Some hope is on the horizon as scientists predict an 80 to 90 percent chance of some significant rainfall later this year and into 2016.
This long-range forecast comes from the U.S. National Oceanic and Atmospheric Administration, or NOAA, referring to the so-called El Niño condition, an anomalous but periodic warming of the central and eastern equatorial Pacific Ocean. Every two and seven years, that part of the ocean warms for six to 18 months, even though no one seems to know exactly why.
Weather history has shown heavy rainfall can occur with or without El Niño present. That occurred in the winter preceding the strong 1997-1998 El Niño. So, could this be a boon for wine grapes?
“I’ll defer to NOAA in this case,” said Mark Battany, viticulture and soils farm advisor for the University of California Cooperative Extension for San Luis Obispo and Santa Barbara counties.
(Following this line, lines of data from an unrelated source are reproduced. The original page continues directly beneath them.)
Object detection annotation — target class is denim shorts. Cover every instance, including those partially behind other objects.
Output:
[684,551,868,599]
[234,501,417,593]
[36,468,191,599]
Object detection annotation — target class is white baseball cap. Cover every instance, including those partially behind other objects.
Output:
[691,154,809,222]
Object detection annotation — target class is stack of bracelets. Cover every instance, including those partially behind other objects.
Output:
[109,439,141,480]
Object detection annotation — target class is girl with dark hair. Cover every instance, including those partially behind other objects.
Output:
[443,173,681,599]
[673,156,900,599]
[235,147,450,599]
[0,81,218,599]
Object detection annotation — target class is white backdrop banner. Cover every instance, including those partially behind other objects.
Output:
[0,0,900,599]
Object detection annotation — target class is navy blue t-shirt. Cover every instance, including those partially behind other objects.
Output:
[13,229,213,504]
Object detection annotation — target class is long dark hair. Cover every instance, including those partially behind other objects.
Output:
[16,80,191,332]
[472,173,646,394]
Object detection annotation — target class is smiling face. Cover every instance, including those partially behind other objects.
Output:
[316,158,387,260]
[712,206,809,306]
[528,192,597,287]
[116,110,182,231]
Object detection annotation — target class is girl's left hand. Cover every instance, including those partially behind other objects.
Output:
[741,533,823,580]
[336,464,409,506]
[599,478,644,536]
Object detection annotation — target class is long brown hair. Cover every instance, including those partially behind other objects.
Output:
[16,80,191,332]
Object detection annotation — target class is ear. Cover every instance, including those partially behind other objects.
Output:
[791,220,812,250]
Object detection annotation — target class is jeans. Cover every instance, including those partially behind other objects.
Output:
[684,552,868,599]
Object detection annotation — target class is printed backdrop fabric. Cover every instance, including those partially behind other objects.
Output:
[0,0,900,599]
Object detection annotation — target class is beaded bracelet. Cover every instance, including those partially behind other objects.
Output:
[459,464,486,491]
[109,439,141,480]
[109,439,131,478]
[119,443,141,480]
He said the relationship between the occurrence of an El Niño and California rainfall isn’t very strongly correlated.
“The prediction in November 2014 was for a wet winter of 2014 and 2015,” Battany said. “(It) didn’t happen.
Experts say that while overall wine grapes are drought tolerant, but they are not invulnerable to long dry spells. They also warn that with too much rain, the grapes can be covered in mildew and mold.
So, experts say, weather is a double-edge sword. The best climate for wine grapes is a balance in the weather – kind of like the balance in a good blend.